Sneijder: «Qui è casa mia» Ferguson: «Ci piace sempre»

«Si va che è un incanto...». Tranquilli, è solo la mostra celebrativa Pirelli alla quale ha presenziato il presidente Marco Tronchetti Provera, membro Cda Inter, perfettamente in linea con l’evento: «Forlan? Sono cose che succedono - ha commentato -. Solo chi non lavora non commette errori. Ma questa è una situazione a cui si può già rimediare a gennaio, molto peggio se non ci fossero state soluzioni. Poi lui è un tale campione che sarà un piacere andare allo stadio a vederlo giocare. L’Inter è competitiva anche se ci sono stati diversi cambiamenti nella rosa, la squadra è forte, ai tanti campioni sono stati aggiunti altri innesti. E su Gasperini non ho dubbi, ha sempre fatto un buon calcio. Moratti spende meno rispetto al passato? C’è la necessità di agire con cautela».
Momento magico, anche Wesley Sneijder rivela che deve tutto alla maglia dell’Inter: «Ho sentito il richiamo dello United ma non ho mai veramente desiderato lasciare questo club.
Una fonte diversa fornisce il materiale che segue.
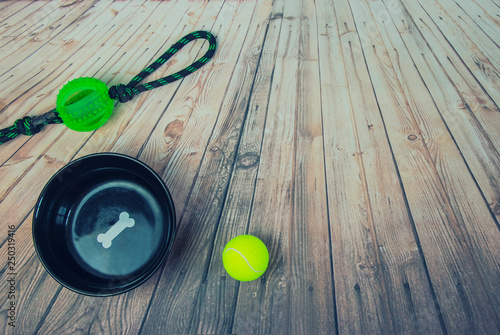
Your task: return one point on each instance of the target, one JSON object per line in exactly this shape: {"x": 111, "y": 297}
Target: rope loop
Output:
{"x": 24, "y": 126}
{"x": 124, "y": 93}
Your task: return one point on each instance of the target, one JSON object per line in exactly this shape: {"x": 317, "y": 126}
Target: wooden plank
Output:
{"x": 22, "y": 172}
{"x": 452, "y": 13}
{"x": 454, "y": 226}
{"x": 312, "y": 304}
{"x": 217, "y": 294}
{"x": 483, "y": 14}
{"x": 31, "y": 301}
{"x": 220, "y": 290}
{"x": 48, "y": 163}
{"x": 40, "y": 17}
{"x": 128, "y": 304}
{"x": 467, "y": 110}
{"x": 476, "y": 51}
{"x": 380, "y": 280}
{"x": 264, "y": 306}
{"x": 31, "y": 80}
{"x": 12, "y": 9}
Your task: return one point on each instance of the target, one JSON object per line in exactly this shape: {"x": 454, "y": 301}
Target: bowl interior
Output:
{"x": 103, "y": 224}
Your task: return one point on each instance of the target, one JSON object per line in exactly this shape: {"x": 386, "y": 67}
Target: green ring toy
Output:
{"x": 85, "y": 104}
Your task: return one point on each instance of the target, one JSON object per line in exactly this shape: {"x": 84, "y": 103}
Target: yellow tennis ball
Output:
{"x": 245, "y": 258}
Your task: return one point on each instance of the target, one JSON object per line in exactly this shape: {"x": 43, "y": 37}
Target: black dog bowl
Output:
{"x": 103, "y": 224}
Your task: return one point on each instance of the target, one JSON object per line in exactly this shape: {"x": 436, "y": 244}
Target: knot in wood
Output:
{"x": 248, "y": 160}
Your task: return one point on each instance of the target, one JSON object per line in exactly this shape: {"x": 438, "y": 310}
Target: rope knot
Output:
{"x": 121, "y": 93}
{"x": 26, "y": 127}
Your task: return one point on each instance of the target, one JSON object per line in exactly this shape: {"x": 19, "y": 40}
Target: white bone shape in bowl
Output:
{"x": 107, "y": 238}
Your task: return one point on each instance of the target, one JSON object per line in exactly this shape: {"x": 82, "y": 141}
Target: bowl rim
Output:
{"x": 134, "y": 283}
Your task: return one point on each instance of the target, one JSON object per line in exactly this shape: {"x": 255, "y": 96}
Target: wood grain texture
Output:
{"x": 454, "y": 247}
{"x": 359, "y": 139}
{"x": 382, "y": 257}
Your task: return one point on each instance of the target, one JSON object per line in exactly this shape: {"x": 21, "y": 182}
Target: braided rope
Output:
{"x": 123, "y": 93}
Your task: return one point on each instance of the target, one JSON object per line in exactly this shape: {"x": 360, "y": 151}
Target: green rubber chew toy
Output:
{"x": 85, "y": 104}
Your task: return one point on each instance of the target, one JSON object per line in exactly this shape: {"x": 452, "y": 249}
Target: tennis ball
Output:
{"x": 245, "y": 258}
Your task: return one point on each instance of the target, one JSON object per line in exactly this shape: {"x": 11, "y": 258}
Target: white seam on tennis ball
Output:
{"x": 243, "y": 258}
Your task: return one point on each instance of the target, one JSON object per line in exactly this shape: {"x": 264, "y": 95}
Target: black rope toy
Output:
{"x": 85, "y": 104}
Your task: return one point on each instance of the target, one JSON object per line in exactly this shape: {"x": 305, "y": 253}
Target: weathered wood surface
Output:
{"x": 359, "y": 139}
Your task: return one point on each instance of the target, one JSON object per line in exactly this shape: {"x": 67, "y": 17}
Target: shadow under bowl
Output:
{"x": 103, "y": 224}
C’è stato un momento che ero molto vicino allo United e l’idea non mi dispiaceva, solo un folle avrebbe pensato il contrario ma l’Inter mi ha dato una chance quando mi trovavo in una strada senza uscita e questo non lo posso dimenticare. Qui mi sento a casa, questo club se non è il primo al mondo, è il secondo».
Meno rassicurante la versione di Alex Ferguson: «Sneijder ci continua a piacere, lo abbiamo seguito ma il problema era in quale ruolo schierarlo».
A spaiare il mazzo sono le frasi fuori luogo di Luciano Moggi che continua ad avvelenarsi quando parla di Inter: «Ho dei dubbi che possa far bene - ha commentato -, visto che ora Moratti è tornato a lavorare in prima persona e ha iniziato a svendere e comprare male». Bene. Ecco gli uomini che si preparano per il posticipo di domenica a Palermo con Chivu, distorsione alla caviglia, e Thiago Motta sottoposto a test dopo l’infortunio in Nazionale. Gli altri bene, ballottaggio fra Milito e Pazzini, misteri sulla posizione di Sneijder.